CPS currently has $5 billion in unmet capital needs, according to a district spokesperson. (For stories on capital needs in Chicago Public Schools, see Catalyst Chicago, May/June 2007.)

Beyond funding for mass transit and infrastructure, Madigan’s proposal would also generate $300 million for education, to be used to reduce class sizes, hire reading or math specialists, or hire elementary and middle school counselors. At least $60 million of that is slated for CPS.

Despite the high stakes, there is little optimism in Springfield that leaders will succeed in passing a deal by the end of the year. Gov. Rod Blagojevich has called nearly 20 special sessions since the regular spring session expired on May 31, and lawmakers each time moved no closer to compromise with each other or with the governor.

“What I’m anticipating is that the speaker is gonna pass a plan out, and then the Senate might pass another plan out and we’re right back where we are right now,” says Sen. J. Bradley Burzynski (R-Sycamore), assistant minority leader and a member of the Senate Education Committee.

Then again, last week’s federal indictment of Chris Kelly, a close Blagojevich friend and the governor’s former campaign finance chairman and adviser on gambling matters, promises to make any push for more gambling an especially sensitive affair. Kelly was indicted on tax fraud charges related to gambling debts.

Madigan had planned to convene the House this week to vote on his plan, but cancelled the session after the charges against Kelly were filed. The Senate also does not intend to meet this week.

Waiting on the governor

Meanwhile, a crucial deadline for school funding is on the horizon. Jan. 4 is “D-Day” for a 2007-08 budget implementation bill, which raises the state’s foundation level by $400 per pupil and allow the Illinois State Board of Education to release $617 million earmarked for schools, an increase of $315 million over last year. The foundation level will increase to $5,734 from $5,334.

Overall, CPS stands to get just under $147 million from the state, according to ISBE data.

Legislators passed the bill and sent it to Gov. Rod Blagojevich on Nov. 5, but it remains in limbo on the governor’s desk. Blagojevich has said nothing about the measure, other than that he is “looking at it.”(The measure covers other matters besides education funding.) The governor may sign it into law or simply ignore it, in which case it automatically becomes law on Jan. 4. If he uses his veto power to amend any part of it, the entire measure will go back to lawmakers, who would need to decide whether to override that veto. If lawmakers can’t agree whether to accept or override the governor’s changes, they would need to begin anew with another plan.

If the bill doesn’t become law, it would be “a disaster,” says Pedro Martinez, director of the CPS Department of Management and Budget. A worst-case scenario might include mid-year budget cuts, since the district would not get any of the additional state funds that officials took into consideration when crafting the budget.
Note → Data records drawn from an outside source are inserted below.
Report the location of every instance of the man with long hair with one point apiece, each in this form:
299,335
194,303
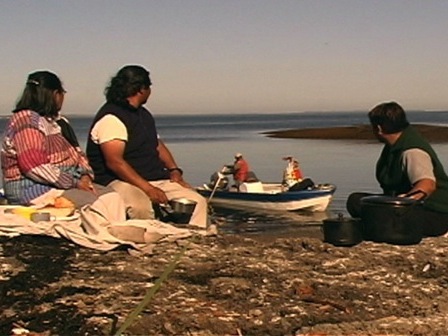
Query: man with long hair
127,154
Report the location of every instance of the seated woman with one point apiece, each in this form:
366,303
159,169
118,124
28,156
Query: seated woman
39,163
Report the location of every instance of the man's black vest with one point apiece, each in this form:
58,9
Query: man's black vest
141,147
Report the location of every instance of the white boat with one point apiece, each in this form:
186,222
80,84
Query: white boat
270,196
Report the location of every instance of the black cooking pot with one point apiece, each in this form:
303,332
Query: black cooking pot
342,231
392,220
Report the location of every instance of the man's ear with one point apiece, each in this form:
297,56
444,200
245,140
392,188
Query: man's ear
379,129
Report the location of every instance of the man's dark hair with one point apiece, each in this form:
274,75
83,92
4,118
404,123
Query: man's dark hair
38,94
128,81
390,116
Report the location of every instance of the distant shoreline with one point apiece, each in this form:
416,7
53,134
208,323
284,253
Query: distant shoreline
435,134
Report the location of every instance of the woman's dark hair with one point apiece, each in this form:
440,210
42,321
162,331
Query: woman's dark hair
38,94
390,116
129,81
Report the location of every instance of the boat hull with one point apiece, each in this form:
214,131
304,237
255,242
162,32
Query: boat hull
273,198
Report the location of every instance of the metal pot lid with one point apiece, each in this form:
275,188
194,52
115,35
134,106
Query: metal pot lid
340,219
382,199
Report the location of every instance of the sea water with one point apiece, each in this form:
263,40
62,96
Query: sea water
202,144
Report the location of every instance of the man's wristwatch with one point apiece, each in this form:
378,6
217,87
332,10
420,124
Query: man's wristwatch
176,169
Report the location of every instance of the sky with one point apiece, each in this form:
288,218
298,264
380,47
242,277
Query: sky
234,56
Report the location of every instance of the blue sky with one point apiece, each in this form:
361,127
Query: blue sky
249,56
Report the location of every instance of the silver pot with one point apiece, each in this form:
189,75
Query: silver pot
179,210
182,205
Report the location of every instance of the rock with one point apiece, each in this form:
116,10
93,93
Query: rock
226,285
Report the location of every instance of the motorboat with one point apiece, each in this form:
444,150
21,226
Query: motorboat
268,196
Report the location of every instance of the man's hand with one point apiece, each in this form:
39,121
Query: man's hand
176,176
85,183
156,195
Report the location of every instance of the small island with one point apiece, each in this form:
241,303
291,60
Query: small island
434,134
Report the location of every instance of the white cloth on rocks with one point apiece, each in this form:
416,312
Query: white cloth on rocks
94,228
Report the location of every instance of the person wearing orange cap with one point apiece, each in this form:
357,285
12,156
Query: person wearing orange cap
240,169
292,173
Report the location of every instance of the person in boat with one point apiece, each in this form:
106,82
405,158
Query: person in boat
240,171
293,178
38,162
127,154
407,167
292,173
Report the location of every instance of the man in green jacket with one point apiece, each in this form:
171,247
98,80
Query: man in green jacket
407,167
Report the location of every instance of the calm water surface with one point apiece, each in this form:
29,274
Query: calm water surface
203,144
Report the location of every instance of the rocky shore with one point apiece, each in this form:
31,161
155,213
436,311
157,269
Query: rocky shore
226,285
229,284
435,134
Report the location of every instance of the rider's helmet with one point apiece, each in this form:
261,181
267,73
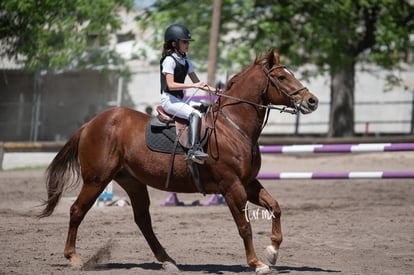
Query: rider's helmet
177,32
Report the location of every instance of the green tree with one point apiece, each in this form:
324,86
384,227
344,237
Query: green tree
333,35
50,34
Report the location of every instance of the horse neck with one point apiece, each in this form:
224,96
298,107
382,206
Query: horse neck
243,108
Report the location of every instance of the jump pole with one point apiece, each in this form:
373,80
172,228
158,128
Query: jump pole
336,175
337,148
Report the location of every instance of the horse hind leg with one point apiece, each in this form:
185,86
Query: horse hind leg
140,201
257,194
86,198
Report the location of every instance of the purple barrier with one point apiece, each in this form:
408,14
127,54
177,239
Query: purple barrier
338,148
335,175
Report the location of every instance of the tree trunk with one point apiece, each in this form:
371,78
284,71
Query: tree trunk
341,115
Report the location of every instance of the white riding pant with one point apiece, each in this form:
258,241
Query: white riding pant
178,107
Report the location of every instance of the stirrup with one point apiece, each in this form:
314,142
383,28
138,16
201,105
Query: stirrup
197,156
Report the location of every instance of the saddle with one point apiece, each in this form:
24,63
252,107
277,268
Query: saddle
162,132
168,134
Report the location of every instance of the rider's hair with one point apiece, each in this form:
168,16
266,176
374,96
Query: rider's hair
168,48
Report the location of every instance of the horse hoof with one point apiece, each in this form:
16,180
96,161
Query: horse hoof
265,270
76,265
170,267
271,254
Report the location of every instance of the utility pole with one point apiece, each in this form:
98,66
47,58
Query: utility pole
212,51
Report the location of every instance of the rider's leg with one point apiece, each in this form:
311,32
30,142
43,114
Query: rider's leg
196,151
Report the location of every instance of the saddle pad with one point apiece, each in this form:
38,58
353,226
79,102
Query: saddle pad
161,139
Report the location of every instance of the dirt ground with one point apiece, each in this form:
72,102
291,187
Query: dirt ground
363,226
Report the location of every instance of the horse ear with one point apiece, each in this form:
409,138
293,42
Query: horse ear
273,58
276,57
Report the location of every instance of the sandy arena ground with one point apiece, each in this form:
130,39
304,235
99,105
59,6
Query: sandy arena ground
363,226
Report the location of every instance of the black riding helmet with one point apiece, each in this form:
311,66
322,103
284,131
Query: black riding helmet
177,32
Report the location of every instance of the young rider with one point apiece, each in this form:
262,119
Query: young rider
175,66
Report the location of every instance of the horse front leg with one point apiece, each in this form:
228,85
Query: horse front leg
236,199
257,194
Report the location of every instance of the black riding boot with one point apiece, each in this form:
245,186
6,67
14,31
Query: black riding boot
195,153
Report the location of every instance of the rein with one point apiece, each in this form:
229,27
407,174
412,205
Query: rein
268,107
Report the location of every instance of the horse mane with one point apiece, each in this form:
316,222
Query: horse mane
260,58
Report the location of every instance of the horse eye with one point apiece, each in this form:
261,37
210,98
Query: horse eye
281,77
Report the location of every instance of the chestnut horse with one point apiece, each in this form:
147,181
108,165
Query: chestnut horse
112,146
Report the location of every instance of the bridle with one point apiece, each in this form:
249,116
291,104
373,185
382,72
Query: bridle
268,107
280,89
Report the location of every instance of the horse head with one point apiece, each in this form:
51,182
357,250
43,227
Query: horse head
283,88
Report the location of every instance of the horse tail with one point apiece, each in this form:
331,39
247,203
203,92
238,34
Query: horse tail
62,173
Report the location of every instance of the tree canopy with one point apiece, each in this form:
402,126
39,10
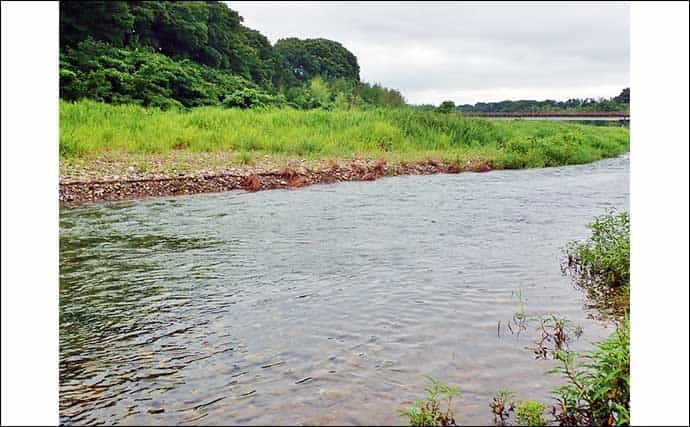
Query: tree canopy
165,54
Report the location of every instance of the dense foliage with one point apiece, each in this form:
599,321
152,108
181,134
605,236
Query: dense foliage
186,54
620,103
601,265
303,59
90,128
597,389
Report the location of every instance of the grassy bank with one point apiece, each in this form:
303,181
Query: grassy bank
91,130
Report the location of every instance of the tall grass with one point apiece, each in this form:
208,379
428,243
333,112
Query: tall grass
90,128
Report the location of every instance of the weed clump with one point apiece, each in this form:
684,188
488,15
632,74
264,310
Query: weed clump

“There’s no way we could continue what we’re doing now,” Martinez says.

Passing and enacting the budget implementation bill is typically a mere formality carried out in conjunction with passage of the state’s budget. But the political feud that raged all year between Blagojevich, Madigan and Senate President Emil Jones—all Democrats—has dominated matters large and small at the Capitol. Action on major initiatives has all but come to a standstill amid posturing and tit-for-tat games.

With all the acrimony, lawmakers failed to restore myriad grants Blagojevich vetoed from the budget in August, including a number of grants to schools. The governor specifically nixed grants secured by Madigan and House Democrats, while preserving grants sought by his ally Jones and other Senate Democrats. Madigan pushed to restore the grants, but Jones blocked that effort.

The grants could be restored in any capital plan brokered this year, but it’s not clear whether Blagojevich would allow that.

The legislative timetable effectively starts over on Jan. 1 and that means Madigan has an incentive to run out the clock. Come Jan. 1, it takes only a simple majority vote in the House and Senate to approve most bills. Before then, it takes a three-fifths majority vote because lawmakers are in overtime. Madigan could advance his gambling plan without a single Republican vote, for instance, come January.